NOTE: Additional permissions may be required for Neptune Database (neptune-db:*) or specific Bedrock models. Adjust the policy based on your deployment.

System Components

  1. ByoKGQueryEngine (src/graphrag_toolkit/byokg_rag/byokg_query_engine.py)

    • Core orchestrating component with dual-mode processing
    • Implements iterative retrieval with configurable iterations
    • Combines multi-strategy and Cypher-based approaches
  2. KG Linkers (src/graphrag_toolkit/byokg_rag/graph_connectors)
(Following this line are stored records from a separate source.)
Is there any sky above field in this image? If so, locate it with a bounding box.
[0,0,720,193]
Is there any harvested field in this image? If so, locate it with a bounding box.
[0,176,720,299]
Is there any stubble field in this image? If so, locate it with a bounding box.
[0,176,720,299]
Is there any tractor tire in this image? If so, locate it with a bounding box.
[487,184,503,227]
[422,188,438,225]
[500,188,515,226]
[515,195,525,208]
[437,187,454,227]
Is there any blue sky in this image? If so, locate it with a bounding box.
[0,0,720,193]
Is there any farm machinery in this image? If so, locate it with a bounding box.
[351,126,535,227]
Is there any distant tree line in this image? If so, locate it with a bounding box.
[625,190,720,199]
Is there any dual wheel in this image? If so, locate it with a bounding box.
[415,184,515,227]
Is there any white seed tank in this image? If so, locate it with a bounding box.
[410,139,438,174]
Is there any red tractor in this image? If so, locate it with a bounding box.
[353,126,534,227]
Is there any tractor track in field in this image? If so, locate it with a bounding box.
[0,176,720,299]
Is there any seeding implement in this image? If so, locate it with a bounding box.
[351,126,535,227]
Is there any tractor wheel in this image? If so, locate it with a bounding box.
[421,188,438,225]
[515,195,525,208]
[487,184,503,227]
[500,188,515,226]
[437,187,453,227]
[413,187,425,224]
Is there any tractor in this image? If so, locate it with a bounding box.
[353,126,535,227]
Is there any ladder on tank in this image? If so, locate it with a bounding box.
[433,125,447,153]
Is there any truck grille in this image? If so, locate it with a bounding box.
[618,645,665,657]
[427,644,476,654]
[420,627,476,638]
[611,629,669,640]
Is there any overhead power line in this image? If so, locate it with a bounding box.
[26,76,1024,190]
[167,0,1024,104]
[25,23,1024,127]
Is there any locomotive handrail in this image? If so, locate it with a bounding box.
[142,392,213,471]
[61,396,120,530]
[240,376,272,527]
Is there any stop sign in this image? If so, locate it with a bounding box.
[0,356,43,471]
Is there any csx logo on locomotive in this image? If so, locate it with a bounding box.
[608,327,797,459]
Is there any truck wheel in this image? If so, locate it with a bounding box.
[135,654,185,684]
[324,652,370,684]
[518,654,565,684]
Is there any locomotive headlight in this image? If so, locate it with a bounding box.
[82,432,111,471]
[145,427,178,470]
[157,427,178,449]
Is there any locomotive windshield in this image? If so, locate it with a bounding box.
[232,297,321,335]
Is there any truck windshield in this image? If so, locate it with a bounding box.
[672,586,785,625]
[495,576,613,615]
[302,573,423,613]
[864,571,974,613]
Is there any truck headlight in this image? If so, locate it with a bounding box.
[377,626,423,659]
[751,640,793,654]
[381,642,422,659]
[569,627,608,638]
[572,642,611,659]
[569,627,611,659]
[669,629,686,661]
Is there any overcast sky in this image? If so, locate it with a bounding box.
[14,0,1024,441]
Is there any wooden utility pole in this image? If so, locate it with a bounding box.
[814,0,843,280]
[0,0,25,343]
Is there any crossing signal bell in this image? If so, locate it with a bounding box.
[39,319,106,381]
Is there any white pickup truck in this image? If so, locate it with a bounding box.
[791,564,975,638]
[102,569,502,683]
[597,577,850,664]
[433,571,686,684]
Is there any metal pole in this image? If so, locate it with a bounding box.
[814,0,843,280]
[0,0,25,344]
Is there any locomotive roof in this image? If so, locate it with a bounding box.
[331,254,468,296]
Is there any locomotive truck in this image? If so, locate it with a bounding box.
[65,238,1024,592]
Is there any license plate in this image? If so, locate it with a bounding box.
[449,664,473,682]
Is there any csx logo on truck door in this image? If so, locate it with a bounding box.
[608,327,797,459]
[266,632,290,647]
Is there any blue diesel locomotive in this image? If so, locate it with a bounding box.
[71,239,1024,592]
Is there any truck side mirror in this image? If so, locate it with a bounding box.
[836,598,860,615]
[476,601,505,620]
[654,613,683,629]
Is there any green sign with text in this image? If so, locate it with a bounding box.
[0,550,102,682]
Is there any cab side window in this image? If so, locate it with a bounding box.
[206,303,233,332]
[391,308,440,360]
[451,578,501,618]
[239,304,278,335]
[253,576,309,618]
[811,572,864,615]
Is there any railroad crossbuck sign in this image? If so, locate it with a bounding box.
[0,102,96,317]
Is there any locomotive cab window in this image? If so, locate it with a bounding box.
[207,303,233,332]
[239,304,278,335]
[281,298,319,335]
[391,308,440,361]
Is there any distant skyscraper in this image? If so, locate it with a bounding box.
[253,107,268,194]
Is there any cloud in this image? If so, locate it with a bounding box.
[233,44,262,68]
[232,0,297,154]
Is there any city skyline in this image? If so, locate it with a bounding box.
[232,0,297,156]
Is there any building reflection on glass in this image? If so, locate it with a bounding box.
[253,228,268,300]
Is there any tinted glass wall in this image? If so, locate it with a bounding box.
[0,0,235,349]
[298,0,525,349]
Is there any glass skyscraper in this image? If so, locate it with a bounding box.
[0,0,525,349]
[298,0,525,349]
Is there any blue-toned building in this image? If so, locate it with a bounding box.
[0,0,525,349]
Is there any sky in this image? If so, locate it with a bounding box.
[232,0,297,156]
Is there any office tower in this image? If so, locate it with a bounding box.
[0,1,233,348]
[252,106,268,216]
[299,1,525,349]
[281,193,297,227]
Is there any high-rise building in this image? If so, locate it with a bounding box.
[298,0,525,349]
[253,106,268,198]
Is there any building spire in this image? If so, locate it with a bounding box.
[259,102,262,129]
    • KGLinker: Base class for LLM-guided graph operations
    • CypherKGLinker: Specialized for Cypher query generation and execution
    • Links natural language queries to graph entities and relationships
  3. Graph Retrievers (src/graphrag_toolkit/byokg_rag/graph_retrievers)
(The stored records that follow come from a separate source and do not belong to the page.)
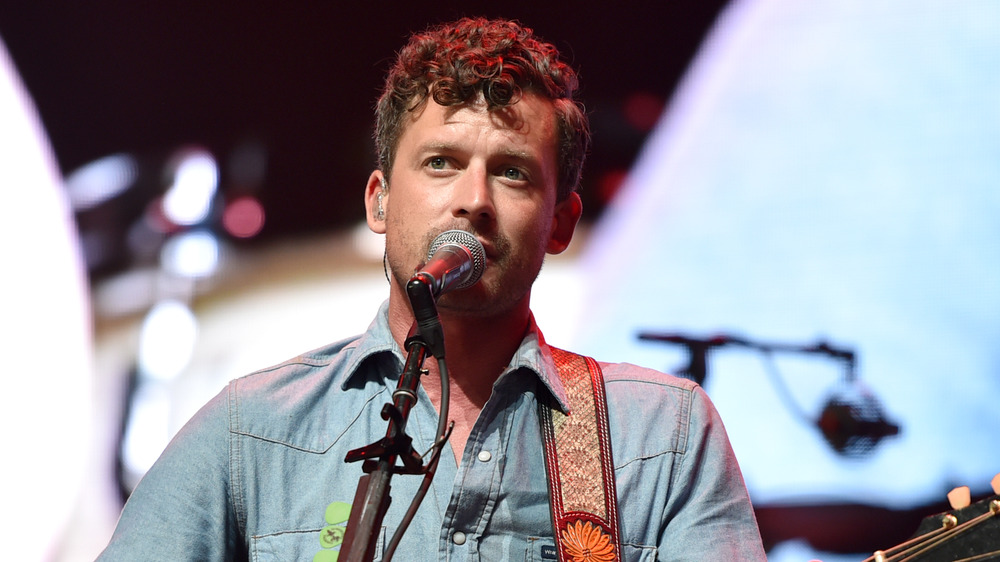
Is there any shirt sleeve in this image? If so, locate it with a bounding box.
[98,382,246,561]
[658,386,767,562]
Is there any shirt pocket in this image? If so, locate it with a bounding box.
[250,527,385,562]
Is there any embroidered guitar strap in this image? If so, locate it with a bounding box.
[539,348,621,562]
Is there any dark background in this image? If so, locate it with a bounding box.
[0,0,725,276]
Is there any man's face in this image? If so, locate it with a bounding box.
[368,94,580,314]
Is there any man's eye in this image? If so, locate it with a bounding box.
[503,168,524,181]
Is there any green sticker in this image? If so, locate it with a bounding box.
[319,525,347,548]
[326,502,351,525]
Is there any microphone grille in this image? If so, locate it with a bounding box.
[427,230,486,289]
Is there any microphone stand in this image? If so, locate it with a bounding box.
[340,276,454,562]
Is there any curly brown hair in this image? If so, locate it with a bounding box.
[375,18,590,201]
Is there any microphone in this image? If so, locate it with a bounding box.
[410,230,486,299]
[406,230,486,360]
[816,381,900,458]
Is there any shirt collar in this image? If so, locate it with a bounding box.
[343,300,569,412]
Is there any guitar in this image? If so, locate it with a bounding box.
[863,474,1000,562]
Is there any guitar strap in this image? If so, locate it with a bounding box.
[539,347,621,562]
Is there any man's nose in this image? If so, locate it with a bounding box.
[453,168,496,222]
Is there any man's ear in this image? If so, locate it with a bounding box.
[365,170,389,234]
[545,191,583,254]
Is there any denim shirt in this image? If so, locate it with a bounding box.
[99,304,765,562]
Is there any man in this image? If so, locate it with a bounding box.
[97,15,764,561]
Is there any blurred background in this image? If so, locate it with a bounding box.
[0,0,1000,561]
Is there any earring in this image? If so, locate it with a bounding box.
[375,178,385,221]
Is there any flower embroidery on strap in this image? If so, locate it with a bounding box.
[561,519,615,562]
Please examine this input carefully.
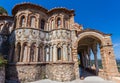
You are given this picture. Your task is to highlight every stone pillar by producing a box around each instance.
[88,47,91,68]
[20,43,24,62]
[24,44,31,62]
[45,46,49,62]
[8,44,14,62]
[62,45,68,61]
[68,46,73,61]
[35,45,39,62]
[53,45,57,62]
[100,45,118,79]
[72,48,79,79]
[50,46,53,62]
[92,42,99,74]
[13,43,18,62]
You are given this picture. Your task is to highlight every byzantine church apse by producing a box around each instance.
[0,3,118,81]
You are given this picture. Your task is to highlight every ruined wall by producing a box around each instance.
[6,63,45,83]
[46,63,75,81]
[0,66,5,83]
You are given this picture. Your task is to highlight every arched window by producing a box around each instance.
[30,16,35,28]
[51,19,54,29]
[20,16,25,27]
[41,19,45,30]
[57,48,61,60]
[17,43,21,62]
[57,18,61,27]
[30,44,36,62]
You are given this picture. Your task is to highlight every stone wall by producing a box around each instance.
[6,64,45,83]
[0,66,5,83]
[46,63,75,81]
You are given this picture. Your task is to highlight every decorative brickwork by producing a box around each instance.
[0,3,118,83]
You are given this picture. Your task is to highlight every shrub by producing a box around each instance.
[0,54,7,66]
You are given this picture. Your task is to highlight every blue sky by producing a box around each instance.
[0,0,120,58]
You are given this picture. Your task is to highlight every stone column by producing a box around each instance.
[45,47,49,62]
[88,47,91,68]
[26,44,31,62]
[100,45,118,79]
[72,48,79,79]
[20,43,24,62]
[8,44,14,62]
[68,46,73,61]
[53,45,57,62]
[35,45,39,62]
[92,42,99,74]
[13,43,18,62]
[62,45,68,61]
[50,46,53,62]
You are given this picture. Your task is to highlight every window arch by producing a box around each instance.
[20,16,25,27]
[17,43,21,62]
[30,43,36,62]
[57,48,61,60]
[41,19,45,30]
[51,19,54,29]
[30,16,35,28]
[57,18,61,27]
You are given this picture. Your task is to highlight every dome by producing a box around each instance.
[0,6,7,15]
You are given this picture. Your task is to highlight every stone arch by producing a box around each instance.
[73,30,117,79]
[38,43,44,62]
[17,42,21,62]
[17,13,27,27]
[55,15,63,29]
[76,31,105,45]
[48,17,55,30]
[20,42,29,62]
[40,18,46,30]
[30,43,36,62]
[44,44,50,62]
[56,43,63,61]
[28,14,38,28]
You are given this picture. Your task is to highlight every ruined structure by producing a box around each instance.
[0,3,118,82]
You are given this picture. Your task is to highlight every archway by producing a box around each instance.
[72,30,118,79]
[77,36,102,78]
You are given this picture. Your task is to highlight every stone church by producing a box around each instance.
[0,3,118,83]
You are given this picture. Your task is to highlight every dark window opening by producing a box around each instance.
[57,48,61,60]
[41,20,45,30]
[57,18,61,27]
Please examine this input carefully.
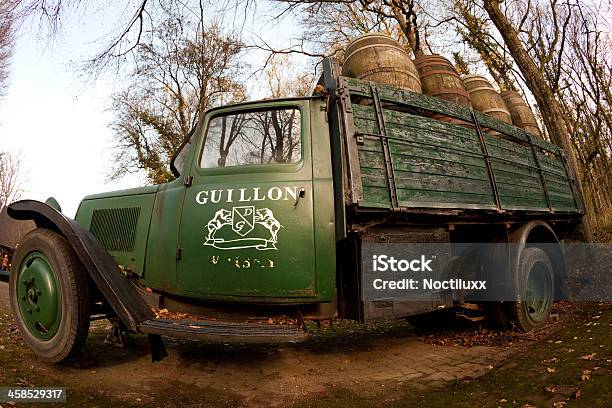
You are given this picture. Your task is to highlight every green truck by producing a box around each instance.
[8,59,584,362]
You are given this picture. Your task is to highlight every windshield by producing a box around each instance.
[200,108,302,168]
[170,130,195,177]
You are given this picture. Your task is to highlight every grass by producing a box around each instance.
[297,303,612,408]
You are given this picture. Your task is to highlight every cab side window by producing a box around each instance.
[200,108,302,169]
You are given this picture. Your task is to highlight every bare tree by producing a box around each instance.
[0,0,15,96]
[111,14,245,183]
[0,151,23,212]
[268,0,436,56]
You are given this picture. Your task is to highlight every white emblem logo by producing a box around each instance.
[204,206,282,251]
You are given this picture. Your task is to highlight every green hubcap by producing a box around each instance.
[17,251,62,340]
[525,262,553,322]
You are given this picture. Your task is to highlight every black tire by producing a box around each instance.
[9,228,91,363]
[504,247,555,332]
    • AgenticRetriever: LLM-guided iterative exploration with entity linking
    • PathRetriever: Multi-hop reasoning through entity relationship paths
    • GraphQueryRetriever: Direct Cypher query execution and result processing
    • Rerankers: BGE-based semantic reranking for improving retrieval relevance
  4. Graph Store (src/graphrag_toolkit/byokg_rag/graphstore)

    • Manages knowledge graph data structure and connectivity
    • Provides interfaces for graph traversal and querying
    • Supports multiple graph database backends

Performance

Our results show that BYOKG-RAG outperforms existing approaches across multiple knowledge graph benchmarks:

KGQA Hit (%) Wiki-KG Temp-KG Med-KG
Agent 77.8 57.3 59.2
BYOKG-RAG 80.1 65.5 65.0

See our paper for detailed methodology and results.

Getting Started

The byokg-rag toolkit requires Python and pip to install. You can install the byokg-rag using pip:

pip install .

Or install from GitHub:

pip install https://github.com/awslabs/graphrag-toolkit/archive/refs/tags/v3.15.5.zip#subdirectory=byokg-rag

NOTE: The version number will vary based on the latest GitHub release.

Quick Start

Run the demo notebooks:

Configuration Reference

Complete documentation is available in the docs/byokg-rag/ directory:

  • Overview - Architecture, KGQA approach, and system components
  • Indexing - Dense index, fuzzy string index, and graph-store index setup
  • Graph Stores - Supported graph stores and connection setup
  • Configuration - Complete parameter documentation
  • FAQ - Common questions and troubleshooting

Examples

Additional examples are available in the examples/byokg-rag/ directory.

Unit testing

The complete unit tests can be found under tests/, please see `tests/README.md for more details.

Citation

If you use BYOKG-RAG in your research, please cite our paper (to appear in EMNLP Main 2025):

Paper: BYOKG-RAG: Multi-Strategy Graph Retrieval for Knowledge Graph Question Answering

@article{mavromatis2025byokg,
  title={BYOKG-RAG: Multi-Strategy Graph Retrieval for Knowledge Graph Question Answering},
  author={Mavromatis, Costas and Adeshina, Soji and Ioannidis, Vassilis N and Han, Zhen and Zhu, Qi and Robinson, Ian and Thompson, Bryan and Rangwala, Huzefa and Karypis, George},
  journal={arXiv preprint arXiv:2507.04127},
  year={2025}
}

License

This project is licensed under the Apache-2.0 License.